Syndrom Elzy trwa :) Burzowo, trudno, wyzwania!! :)
Obiecałam wam pokazać pamiątkę z Bułgarii boską i pokazuję, nadmieniając, że pierwsza te jeansowe buciki wypatrzyła siostra, a cała stylizacja tutaj http://kosmetykasja-pasja-moda.blogspot.com/p/blog-page_20.html Syndrom Elzy dziś u mnie się utrzymywał i niedziela pod hasłem moc trwała, masa sprzątania, ale postanowiłam też uciec.. Udało nam się nasze pisklaki ucisnąć tu i ówdzie więc ruszyliśmy w miasto :) Ale zgadnijcie co się dzieje jak my z niebieskookim gdzieś ruszamy??? No oczywiści burza:) Więc nie zobaczyliśmy pięknych parasoli na niebie, które zawisły w Lublinie z okazji trzydniowej imprezy Carnaval Sztukmistrzów.. No trudno kolejnym razem.. Rzeczywiście nie ma tego złego, bo przy okazji zobaczyłam tę świetną komedią "Facet na miarę" o ocenianiu, o decyzjach, które podejmujemy z presją co powiedzą inni.. Mądre podejście do
relacji między ludzkich postrzeganych przez pryzmat wyglądu.

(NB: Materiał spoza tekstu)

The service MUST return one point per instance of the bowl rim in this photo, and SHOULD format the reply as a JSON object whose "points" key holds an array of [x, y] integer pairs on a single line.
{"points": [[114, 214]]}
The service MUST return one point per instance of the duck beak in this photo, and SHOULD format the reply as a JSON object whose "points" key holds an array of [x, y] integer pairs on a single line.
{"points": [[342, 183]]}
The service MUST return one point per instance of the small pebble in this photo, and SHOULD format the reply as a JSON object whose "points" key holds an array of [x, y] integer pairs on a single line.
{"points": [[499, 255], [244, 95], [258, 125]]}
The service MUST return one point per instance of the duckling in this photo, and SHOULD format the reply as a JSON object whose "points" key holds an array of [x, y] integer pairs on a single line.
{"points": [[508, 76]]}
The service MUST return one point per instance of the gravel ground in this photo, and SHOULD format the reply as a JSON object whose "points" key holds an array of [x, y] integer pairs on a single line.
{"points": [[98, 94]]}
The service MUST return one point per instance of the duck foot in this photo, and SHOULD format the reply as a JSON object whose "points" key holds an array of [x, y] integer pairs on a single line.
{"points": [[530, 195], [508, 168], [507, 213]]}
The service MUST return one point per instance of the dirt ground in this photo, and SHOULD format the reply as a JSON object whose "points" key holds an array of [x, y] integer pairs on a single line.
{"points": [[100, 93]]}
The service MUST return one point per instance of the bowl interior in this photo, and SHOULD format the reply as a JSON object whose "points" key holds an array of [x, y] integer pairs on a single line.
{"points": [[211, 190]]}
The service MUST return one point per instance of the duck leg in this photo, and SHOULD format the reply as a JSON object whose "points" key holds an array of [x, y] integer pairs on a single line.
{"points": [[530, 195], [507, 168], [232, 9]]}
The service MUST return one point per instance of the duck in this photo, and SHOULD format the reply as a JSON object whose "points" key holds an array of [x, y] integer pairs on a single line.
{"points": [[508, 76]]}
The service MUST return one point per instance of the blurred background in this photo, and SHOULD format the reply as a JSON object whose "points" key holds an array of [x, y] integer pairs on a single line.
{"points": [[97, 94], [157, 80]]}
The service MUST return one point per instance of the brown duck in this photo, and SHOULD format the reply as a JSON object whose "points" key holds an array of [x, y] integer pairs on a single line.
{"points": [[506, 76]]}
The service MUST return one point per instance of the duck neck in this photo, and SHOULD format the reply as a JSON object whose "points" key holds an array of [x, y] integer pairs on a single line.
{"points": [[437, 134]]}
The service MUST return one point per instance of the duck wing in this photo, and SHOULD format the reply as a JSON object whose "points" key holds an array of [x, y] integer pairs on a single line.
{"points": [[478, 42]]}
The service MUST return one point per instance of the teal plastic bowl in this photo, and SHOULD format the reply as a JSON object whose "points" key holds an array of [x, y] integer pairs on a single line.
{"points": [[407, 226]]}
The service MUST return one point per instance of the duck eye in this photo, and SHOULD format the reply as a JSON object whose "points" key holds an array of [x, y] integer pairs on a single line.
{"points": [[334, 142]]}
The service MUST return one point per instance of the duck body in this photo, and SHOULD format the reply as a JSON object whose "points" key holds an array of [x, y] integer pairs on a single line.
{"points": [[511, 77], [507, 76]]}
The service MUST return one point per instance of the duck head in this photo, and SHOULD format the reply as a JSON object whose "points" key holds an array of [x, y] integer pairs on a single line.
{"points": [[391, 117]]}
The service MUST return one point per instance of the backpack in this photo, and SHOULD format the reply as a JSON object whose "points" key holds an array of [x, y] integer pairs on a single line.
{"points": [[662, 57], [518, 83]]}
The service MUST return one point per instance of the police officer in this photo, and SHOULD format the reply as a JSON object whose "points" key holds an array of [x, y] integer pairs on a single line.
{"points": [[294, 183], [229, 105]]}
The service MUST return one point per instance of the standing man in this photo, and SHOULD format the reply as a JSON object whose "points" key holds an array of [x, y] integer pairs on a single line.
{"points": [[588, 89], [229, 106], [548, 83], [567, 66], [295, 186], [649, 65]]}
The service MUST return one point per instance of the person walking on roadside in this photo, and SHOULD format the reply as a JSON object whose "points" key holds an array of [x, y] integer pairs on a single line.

Do tego kapitalna muzyka, która bardzo mnie urzekła dla was piosenka z filmu https://www.youtube.com/watch?v=pUUU5LSbYHA Nie obyło się oczywiście bez małych zakupów, ale tym razem dodatki do domu, odkryłam, że jak mi się znudzi praca jaką mam, to zrobię sobie jakiś kurs dekorowania wnętrz.. Bardzo mnie to wciąga.. Mam mnóstwo pomysłów na siebie i oby tak zostało jak najdłużej :)) Co wam mam ważnego przekazać dziś, otóż kończy się mój miesiąc bez pieczywa, z bólem, ale wytrwałam.. Wspominałam, że od jutra będzie trudno, a to za sprawą eliminacji na sierpień mięsa!! No trzeba poprzeczkę podnosić, kto wie może kiedyś odważę się na eliminację kawy!!! Do tego dołączam tym razem każdego dnia w sierpniu chociaż jeden trening z rewolucji Ewki.. Czy spytam was o udział, a no nie, bo nie pierwszy raz się podejmuję takich wyzwań i zero odzewu... Ale podkreślę, że właśnie taki ćwiczenie silnej woli pozwala mi utrzymać w miarę dobrą sylwetkę, ćwiczyć regularnie i walczyć ze słabościami.. Może to kogokolwiek zmotywuje... Może nie trzeba tak radykalnie, ale pomyślcie ile daje miesiąc takich regularnych ćwiczeń, przecież efekty na naszych ciałach najbardziej motywują!! Do tego kondycja się polepsza!! Czego więcej chcieć? No może wygranej w totka, bo mi się znów nie udało :))) Chociaż kciuki za mnie trzymajcie z wyzwaniem, bo dużo trudniejsze to niż pieczywo, ale rybkę kocham i uwierzcie wytrwam!!! Bo chcieć to móc!!